= William Kearney (judge) =

Australian judge

Sir William John Francis Kearney, (born 8 January 1935) is a retired Australian judge who served on the supreme courts of Papua New Guinea and the Northern Territory in Australia.

==Career==
William Kearney was born on 8 January 1935, to William John Kilbeg Kearney and Gertrude Ivylene Huston. He graduated in law from the University of Sydney and University College London. He worked as a solicitor in New South Wales from 1959 before moving to Papua New Guinea (at that time a territory of Australia) in 1963, where he was a barrister and solicitor with the Papua New Guinea Government Legal Services from 1963 to 1972. He was an official member of the House of Assembly of Papua and New Guinea and Executive Council from 1972 to 1973 and the Secretary of Law from 1972 to 1975. He held a dormant commission as High Commissioner of Papua New Guinea from 1973 to 1975 and as Administrator in 1973.

Kearney was a member of the Supreme Court of Papua New Guinea from 1976 to 1982. In 1976 he was appointed a Commander of the Order of the British Empire (CBE), on the recommendation of the Papua New Guinea government, for his services to the law in that country.
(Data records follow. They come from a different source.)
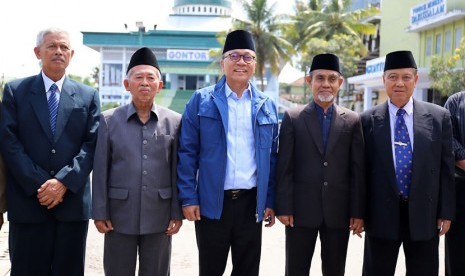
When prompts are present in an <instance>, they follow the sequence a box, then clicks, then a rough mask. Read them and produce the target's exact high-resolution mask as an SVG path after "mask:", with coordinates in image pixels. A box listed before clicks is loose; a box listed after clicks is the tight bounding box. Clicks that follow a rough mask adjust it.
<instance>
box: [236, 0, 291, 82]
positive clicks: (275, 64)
mask: <svg viewBox="0 0 465 276" xmlns="http://www.w3.org/2000/svg"><path fill="white" fill-rule="evenodd" d="M243 6H244V11H245V15H246V19H234V22H233V27H234V29H245V30H248V31H250V32H251V33H252V36H253V38H254V40H255V49H256V54H257V70H256V74H257V77H258V79H259V80H260V88H261V90H262V91H263V90H264V88H265V84H264V76H265V70H266V65H267V64H268V65H269V66H270V70H271V73H273V74H274V75H278V74H279V72H280V71H281V69H282V66H283V65H284V64H285V63H286V62H287V61H290V60H291V57H292V55H293V54H294V47H293V45H292V44H291V43H289V42H288V41H287V40H286V39H285V38H284V35H283V34H282V32H281V30H282V26H281V25H282V23H281V22H280V20H281V19H282V18H283V16H282V15H275V13H274V8H275V5H274V4H273V5H271V6H269V5H268V1H267V0H252V1H250V3H249V2H244V4H243Z"/></svg>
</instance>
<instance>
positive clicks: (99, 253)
mask: <svg viewBox="0 0 465 276" xmlns="http://www.w3.org/2000/svg"><path fill="white" fill-rule="evenodd" d="M7 229H8V223H6V224H5V225H3V227H2V230H1V231H0V276H6V275H9V267H10V263H9V259H8V246H7V236H8V232H7ZM443 244H444V243H443V238H442V239H441V244H440V260H441V262H440V271H441V273H440V276H442V275H444V273H443V271H444V262H443V259H444V246H443ZM102 254H103V235H101V234H100V233H98V232H97V231H96V230H95V227H94V225H93V223H92V222H91V223H90V228H89V236H88V240H87V256H86V276H99V275H103V269H102ZM319 256H320V249H319V244H317V248H316V250H315V254H314V258H313V262H312V269H311V271H310V275H312V276H320V275H321V272H320V270H321V262H320V260H319V259H320V258H319ZM362 257H363V239H359V238H358V237H356V236H351V238H350V242H349V249H348V254H347V265H346V275H348V276H358V275H361V267H362ZM171 262H172V266H171V275H172V276H185V275H197V274H198V268H197V247H196V243H195V233H194V224H193V223H192V222H187V221H184V225H183V226H182V228H181V231H180V233H179V234H177V235H176V236H175V237H174V238H173V253H172V258H171ZM230 263H231V262H230V261H229V263H228V266H227V268H226V272H225V275H230V273H231V265H230ZM403 263H404V257H403V254H402V253H401V254H399V260H398V266H397V270H396V274H395V275H405V267H404V265H403ZM260 274H261V275H270V276H275V275H277V276H279V275H284V227H283V226H282V225H280V224H279V222H278V223H277V224H276V225H275V226H273V227H272V228H271V229H269V228H264V229H263V248H262V261H261V266H260Z"/></svg>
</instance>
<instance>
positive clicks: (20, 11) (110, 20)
mask: <svg viewBox="0 0 465 276" xmlns="http://www.w3.org/2000/svg"><path fill="white" fill-rule="evenodd" d="M270 2H277V6H276V10H279V11H283V10H284V11H285V10H287V11H288V12H291V11H292V4H291V3H292V2H291V1H282V0H281V1H278V0H271V1H270ZM172 6H173V0H131V1H122V0H74V1H70V0H40V1H31V0H1V2H0V10H1V11H2V12H1V14H0V79H1V78H2V77H5V78H6V79H7V80H8V79H10V78H20V77H26V76H30V75H35V74H38V73H39V72H40V67H39V61H38V60H37V58H36V56H35V54H34V46H35V45H36V36H37V33H38V32H39V31H41V30H43V29H46V28H49V27H58V28H60V29H64V30H66V31H68V32H69V33H70V36H71V43H72V47H73V48H74V50H75V52H74V57H73V60H72V61H71V63H70V66H69V67H68V70H67V72H68V73H70V74H75V75H79V76H83V77H87V76H89V75H90V74H91V72H92V68H94V67H96V66H98V65H99V63H100V54H99V53H98V52H96V51H94V50H92V49H90V48H88V47H87V46H84V45H83V44H82V33H81V32H82V31H85V32H124V31H125V28H124V24H127V25H128V30H134V31H135V30H136V26H135V22H136V21H142V22H144V24H145V26H153V25H154V24H157V22H162V20H164V18H166V17H167V16H168V15H169V14H170V13H172ZM236 10H237V9H235V10H234V11H233V14H234V12H235V11H236Z"/></svg>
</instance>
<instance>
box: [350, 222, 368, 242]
mask: <svg viewBox="0 0 465 276" xmlns="http://www.w3.org/2000/svg"><path fill="white" fill-rule="evenodd" d="M363 225H364V223H363V219H358V218H350V223H349V231H352V235H357V236H358V237H359V238H361V237H362V232H363V231H364V230H365V229H364V228H363Z"/></svg>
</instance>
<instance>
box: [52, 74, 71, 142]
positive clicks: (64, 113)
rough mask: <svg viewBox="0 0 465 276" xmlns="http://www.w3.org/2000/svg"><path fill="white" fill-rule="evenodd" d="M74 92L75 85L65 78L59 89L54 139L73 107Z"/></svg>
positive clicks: (69, 113) (61, 132)
mask: <svg viewBox="0 0 465 276" xmlns="http://www.w3.org/2000/svg"><path fill="white" fill-rule="evenodd" d="M75 94H76V87H75V86H74V85H73V84H72V83H71V82H70V81H68V79H67V78H65V81H64V83H63V87H62V88H61V91H60V103H59V105H58V117H57V125H56V130H55V137H54V141H57V140H58V138H59V137H60V135H61V134H62V133H63V130H64V128H65V126H66V123H67V122H68V119H69V116H70V115H71V112H72V111H73V108H74V96H75Z"/></svg>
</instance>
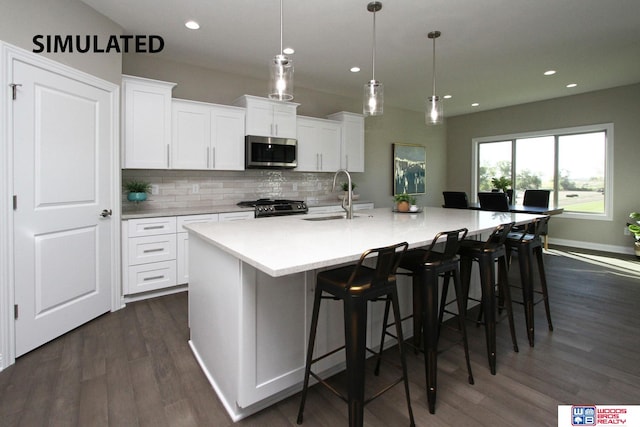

He was Chairman of the Parliamentary Salaries Tribunal from 1977–82, and Deputy Chief Justice 1980–82. He was knighted as a Knight Batchelor in 1982 for services to law in Papua New Guinea, again on the recommendation of the Papua New Guinea government.

In 1982 Kearney was appointed a Justice of the Supreme Court of the Northern Territory, serving until 1999. He was also Aboriginal Land Commissioner from 1982 to 1987, and chairman of the Northern Territory Law Reform Committee from 1982 to 1990. During his time as Commissioner, he had a prominent role in the Kenbi Land Claim. At the time of his retirement, he was the third-longest serving resident judge on the Northern Territory's Supreme Court.

Kearney was Deputy to the Administrator of the Northern Territory at the opening of the Parliament of the Northern Territory (7th Legislative Assembly) on 27 June 1994.

From 1995 to 1998, Kearney was an acting judge of the Supreme Court of New South Wales under an exchange agreement.

Kearney married Jessie, a social worker and President of the Australia China Friendship Society. Jessie was born in Shanghai, and stood as a Green Independent in 1990 and was known for her work on the Australia-China council.